The Minister for Arts, Sport and Tourism, John O'Donoghue, has given more succinct reasons for hiring St Patrick's Festival. "It's important to remember that the Irish have a reputation for being the best at throwing a party, so it was important that we had the best administration expertise available," he told The Irish Times in January.

The working relationships between St Patrick's Festival and its clients depend on each organisation. "It's collaborative. They hand it over to us, but it is still their event," says Campbell. The James Joyce festival, which is known as ReJoyce 2004, wanted a mass-participation event with a quirky edge; that meant it had different demands from the countrywide Day of Welcomes. "All those events must ultimately complement each other. We will end up, though, with diverse and different festivals. And while most will have an exhibition or a music group, it will also emphasise the difference between, say, Drogheda and Dundalk."

It might seem easier to put spotlights on rooftops for Dublin Elevations, in which the public will dictate the pattern of spotlights in the sky, but it is not necessarily so. "There's a lot of legwork. Each individual building needs permission. In some ways that makes it bigger, because it has to be more calculated." But Campbell believes the outside projects have advantages for St Patrick's Festival as well as for the organisations that hire it. "We might be concentrating on production detail, but I do it for the creativity. It's a chance to work on a much broader canvas and with a range of artists."

He also finds that it gives him a chance to go back to the theatre groups and bands that were involved in St Patrick's week events and offer them a chance to use designs that might otherwise have had limited airings. "We've provided 50 to 100 per cent of the annual income for a lot of these artistic groups, especially if they don't have Arts Council funding, and it means that they then have costumes and puppetry that they could use during the year."

The widening of St Patrick's Festival's artistic horizons also means it has made many more contacts than most groups could hope to have. "In the past this wouldn't have been possible, but last year St Patrick's Festival ran a whole new raft of events. We had music and exhibitions scattered through the programme, lots of smaller events for different reasons. It meant we had a far broader arts base in the programme, as we wanted to get something for everybody."

As an organisation it now sits at the centre of what he describes as "the three interconnecting circles of culture, commerce and society. We might spend a day talking to the gardaí, then a youth group, artists and then city planners. It means that we have developed the skills and knowledge to deal with other events. It also makes each festival a temporary meeting point for these people to come together and discuss how best to run these events."

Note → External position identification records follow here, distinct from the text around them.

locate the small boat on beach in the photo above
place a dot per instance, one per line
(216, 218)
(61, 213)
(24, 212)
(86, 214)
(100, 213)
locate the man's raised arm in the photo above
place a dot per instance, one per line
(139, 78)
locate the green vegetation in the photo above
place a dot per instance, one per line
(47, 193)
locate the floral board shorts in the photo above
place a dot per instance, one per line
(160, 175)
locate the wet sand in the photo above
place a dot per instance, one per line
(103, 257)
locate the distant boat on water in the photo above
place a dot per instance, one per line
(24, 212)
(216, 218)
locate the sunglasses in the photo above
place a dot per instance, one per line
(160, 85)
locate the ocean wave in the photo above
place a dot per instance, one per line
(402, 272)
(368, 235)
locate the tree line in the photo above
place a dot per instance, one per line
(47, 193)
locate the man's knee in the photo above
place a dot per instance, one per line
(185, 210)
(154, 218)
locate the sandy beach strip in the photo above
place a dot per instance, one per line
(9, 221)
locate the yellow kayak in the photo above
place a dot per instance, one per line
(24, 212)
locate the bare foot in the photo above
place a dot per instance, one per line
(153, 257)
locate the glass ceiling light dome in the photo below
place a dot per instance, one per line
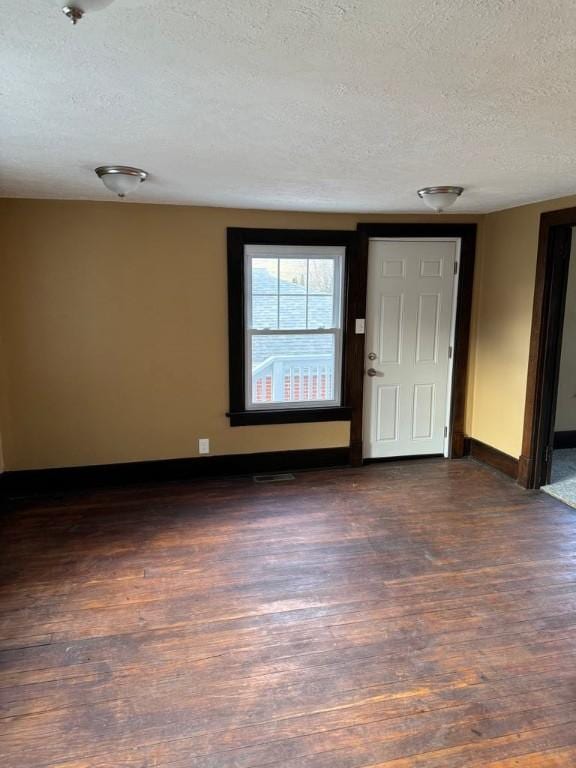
(440, 198)
(76, 10)
(121, 179)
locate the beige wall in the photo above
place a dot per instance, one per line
(504, 295)
(113, 318)
(566, 405)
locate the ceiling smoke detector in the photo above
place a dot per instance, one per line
(76, 10)
(440, 198)
(121, 179)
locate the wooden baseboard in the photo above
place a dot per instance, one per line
(492, 457)
(30, 482)
(565, 439)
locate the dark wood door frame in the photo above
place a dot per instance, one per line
(545, 345)
(358, 287)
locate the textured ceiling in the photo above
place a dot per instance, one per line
(309, 105)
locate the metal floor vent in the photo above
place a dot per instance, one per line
(273, 478)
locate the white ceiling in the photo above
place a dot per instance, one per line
(344, 105)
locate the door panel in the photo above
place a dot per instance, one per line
(408, 329)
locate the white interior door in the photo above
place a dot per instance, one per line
(409, 320)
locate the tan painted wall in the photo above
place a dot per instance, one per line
(566, 404)
(113, 318)
(504, 296)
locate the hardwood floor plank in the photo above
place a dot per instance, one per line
(408, 615)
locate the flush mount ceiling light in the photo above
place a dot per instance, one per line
(440, 198)
(76, 10)
(121, 179)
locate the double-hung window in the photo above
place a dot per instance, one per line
(292, 329)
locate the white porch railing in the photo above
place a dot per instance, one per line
(293, 379)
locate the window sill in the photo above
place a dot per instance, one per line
(289, 416)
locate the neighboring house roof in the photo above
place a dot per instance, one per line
(291, 303)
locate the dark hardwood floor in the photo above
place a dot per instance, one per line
(417, 614)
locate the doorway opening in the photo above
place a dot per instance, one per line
(545, 417)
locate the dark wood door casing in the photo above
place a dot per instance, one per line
(551, 280)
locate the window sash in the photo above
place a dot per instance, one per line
(336, 254)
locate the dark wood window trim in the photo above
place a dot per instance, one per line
(237, 239)
(358, 285)
(554, 242)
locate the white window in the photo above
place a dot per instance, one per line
(293, 321)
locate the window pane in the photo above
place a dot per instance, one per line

Has he found that the authorities' initial suspicion has gone? "Maybe. It is by working with the gardaí and others that we have educated ourselves in how it can be done well and safely, but we're also constantly surprised by the degree of ownership shown by all of these. There is incredible work done behind the scenes."

It has not, he says, meant that organising such events is now second nature. "It's not necessarily easier than before. There is precedent for some of these events, which is important. We know that it can now be done, these large gatherings in public spaces. People are well behaved and trouble free. But we do live in a litigious age, and the physical structure of Dublin makes it less easy to run events. Unlike New York, say, it's not built to a grid system.

"The difficulties of this year are a case in point. Because of the work on O'Connell Street it wasn't easy to invite a huge audience there for the parade. But it would have been difficult to move it elsewhere, because the other streets around it are too narrow."

St Patrick's Festival has no other outside projects in the pipeline, but it will likely continue to act as a one-stop shop for large events. Campbell doesn't worry that it might dilute St Patrick's week, only that it will mean more work for the company and people behind it. "It will never be easy," he says as he darts off. "Each year is a new challenge."